Losing a father whom you have no recollection of ever living with is difficult. Grieving is tricky; I didn't have any obvious close father-daughter memories to cling to and mull and cry over. Most of my memories were of stilted meetings and uncomfortable times together. But I desperately missed him being alive.
若你连丝毫和父亲一起生活过的记忆都没有,那么失去他必定很煎熬。悲痛让人难以捉摸;父亲和我之间没有什么亲密相处的记忆让我留恋、冥想或恸哭。我的大多记忆是一些让人别扭的碰面和不自在的共处时光。然而现在我是多么怀念他在世的日子啊。
As time moved on my grief and anger at his untimely death began to recede. I realised that his affirmation of me from his deathbed had filled a gaping hole of insecurity I had constantly carried around.
时光荏苒,父亲过早离世带给我的悲伤和气愤开始逐渐减弱。而我也意识到父亲在临终病床上给我的肯定让常年困扰着我的不安全感烟消云散。

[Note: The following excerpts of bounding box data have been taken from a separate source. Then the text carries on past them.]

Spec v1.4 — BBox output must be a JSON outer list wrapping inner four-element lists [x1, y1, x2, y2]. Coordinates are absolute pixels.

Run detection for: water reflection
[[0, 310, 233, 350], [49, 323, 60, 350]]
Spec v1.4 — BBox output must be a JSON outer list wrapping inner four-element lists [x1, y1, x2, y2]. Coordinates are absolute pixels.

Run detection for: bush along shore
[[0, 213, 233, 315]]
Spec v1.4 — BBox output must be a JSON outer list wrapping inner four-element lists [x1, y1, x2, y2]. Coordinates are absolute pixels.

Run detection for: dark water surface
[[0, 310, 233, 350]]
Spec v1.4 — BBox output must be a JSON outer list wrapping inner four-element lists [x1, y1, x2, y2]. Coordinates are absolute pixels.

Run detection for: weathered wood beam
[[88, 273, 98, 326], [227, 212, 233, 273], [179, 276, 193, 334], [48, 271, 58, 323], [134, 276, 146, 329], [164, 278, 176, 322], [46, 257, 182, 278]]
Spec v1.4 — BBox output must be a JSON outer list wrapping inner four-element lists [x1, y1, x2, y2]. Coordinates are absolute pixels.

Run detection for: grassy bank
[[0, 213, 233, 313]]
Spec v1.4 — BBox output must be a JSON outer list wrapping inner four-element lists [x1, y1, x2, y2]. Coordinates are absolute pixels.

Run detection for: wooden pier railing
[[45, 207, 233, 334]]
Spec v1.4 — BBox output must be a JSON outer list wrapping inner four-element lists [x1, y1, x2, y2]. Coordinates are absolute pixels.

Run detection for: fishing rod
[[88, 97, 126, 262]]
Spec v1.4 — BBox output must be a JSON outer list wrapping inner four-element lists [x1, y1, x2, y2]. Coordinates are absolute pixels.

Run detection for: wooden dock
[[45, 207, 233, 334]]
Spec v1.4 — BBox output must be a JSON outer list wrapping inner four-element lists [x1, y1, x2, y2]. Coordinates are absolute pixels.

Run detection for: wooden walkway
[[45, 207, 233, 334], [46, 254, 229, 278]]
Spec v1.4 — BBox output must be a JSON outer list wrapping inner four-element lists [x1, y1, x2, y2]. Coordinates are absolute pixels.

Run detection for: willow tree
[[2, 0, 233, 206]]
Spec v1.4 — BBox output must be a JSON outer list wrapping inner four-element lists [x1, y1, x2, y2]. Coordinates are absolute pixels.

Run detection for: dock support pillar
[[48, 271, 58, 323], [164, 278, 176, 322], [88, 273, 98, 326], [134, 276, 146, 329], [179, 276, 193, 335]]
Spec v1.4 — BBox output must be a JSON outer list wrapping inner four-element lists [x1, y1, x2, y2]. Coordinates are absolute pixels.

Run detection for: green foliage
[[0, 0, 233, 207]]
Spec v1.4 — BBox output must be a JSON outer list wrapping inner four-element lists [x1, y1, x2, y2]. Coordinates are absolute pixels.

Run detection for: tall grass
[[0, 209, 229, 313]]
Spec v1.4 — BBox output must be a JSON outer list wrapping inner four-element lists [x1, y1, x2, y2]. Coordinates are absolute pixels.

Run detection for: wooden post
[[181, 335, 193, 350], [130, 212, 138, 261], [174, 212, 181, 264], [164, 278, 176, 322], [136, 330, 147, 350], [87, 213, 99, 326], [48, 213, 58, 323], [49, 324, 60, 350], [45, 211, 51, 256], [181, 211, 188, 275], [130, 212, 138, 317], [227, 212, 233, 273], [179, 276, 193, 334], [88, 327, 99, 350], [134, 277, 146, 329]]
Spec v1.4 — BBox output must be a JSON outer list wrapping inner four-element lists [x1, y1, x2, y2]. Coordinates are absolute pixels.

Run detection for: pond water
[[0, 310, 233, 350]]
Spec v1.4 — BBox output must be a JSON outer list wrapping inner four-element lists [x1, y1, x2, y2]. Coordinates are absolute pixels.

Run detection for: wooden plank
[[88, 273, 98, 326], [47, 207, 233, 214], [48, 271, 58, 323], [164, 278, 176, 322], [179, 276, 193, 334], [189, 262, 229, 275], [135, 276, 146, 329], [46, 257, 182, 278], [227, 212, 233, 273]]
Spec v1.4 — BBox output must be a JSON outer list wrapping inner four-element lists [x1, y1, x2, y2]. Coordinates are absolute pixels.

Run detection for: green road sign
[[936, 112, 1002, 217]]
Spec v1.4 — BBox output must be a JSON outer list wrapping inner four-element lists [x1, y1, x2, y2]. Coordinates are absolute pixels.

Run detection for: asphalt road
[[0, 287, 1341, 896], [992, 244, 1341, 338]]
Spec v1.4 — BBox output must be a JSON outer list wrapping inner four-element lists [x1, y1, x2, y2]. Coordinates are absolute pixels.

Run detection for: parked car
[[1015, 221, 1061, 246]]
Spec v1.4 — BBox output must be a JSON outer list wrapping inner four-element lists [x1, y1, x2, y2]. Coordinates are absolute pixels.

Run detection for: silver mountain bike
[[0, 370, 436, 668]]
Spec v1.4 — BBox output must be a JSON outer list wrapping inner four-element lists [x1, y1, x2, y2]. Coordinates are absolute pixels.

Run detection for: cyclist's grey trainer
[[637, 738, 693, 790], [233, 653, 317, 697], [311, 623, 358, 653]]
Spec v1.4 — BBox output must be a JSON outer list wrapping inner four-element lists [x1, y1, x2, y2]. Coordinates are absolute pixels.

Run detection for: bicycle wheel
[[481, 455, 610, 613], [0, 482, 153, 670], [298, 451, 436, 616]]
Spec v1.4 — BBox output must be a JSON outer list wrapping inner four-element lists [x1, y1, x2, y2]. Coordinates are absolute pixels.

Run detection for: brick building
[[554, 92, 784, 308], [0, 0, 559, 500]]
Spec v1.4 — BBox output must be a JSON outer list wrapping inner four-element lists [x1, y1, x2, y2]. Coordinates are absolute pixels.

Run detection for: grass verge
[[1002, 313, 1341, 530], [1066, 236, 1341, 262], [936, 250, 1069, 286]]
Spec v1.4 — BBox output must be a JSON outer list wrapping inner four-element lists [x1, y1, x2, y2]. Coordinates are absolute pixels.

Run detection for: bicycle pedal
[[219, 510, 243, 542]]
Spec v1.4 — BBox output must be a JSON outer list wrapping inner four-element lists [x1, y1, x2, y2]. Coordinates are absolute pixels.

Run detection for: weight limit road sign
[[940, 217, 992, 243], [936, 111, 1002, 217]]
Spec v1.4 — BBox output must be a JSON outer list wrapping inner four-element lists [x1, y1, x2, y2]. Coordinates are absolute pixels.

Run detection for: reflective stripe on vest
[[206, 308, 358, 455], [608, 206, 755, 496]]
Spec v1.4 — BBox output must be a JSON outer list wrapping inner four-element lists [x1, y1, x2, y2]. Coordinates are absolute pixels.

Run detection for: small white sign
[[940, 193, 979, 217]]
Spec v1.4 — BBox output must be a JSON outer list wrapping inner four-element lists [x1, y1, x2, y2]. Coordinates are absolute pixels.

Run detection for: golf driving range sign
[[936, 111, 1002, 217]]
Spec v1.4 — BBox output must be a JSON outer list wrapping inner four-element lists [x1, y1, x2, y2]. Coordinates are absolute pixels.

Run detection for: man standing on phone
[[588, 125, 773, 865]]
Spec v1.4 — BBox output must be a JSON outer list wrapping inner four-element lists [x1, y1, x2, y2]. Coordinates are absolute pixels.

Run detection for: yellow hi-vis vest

To a child a hug says so many things. It tells you that the person hugging you loves you, cares for you. A hug also confirms that you are a lovable being. Months after Dad's death I realised with a jolt that his lack of hugs said more about him than me. My father was not a demonstrative man and I was, therefore, perhaps, a lovable being.
拥抱对一个孩子来说意味着很多。它表示拥抱你的那个人爱你、关心你。同时它也证明你是个讨人喜欢的孩子。父亲过世几个月后,我猛然意识到父亲很少拥抱别人更多是性格所致。他不是个善于表达的人,所以……可能……我是父亲喜欢的孩子。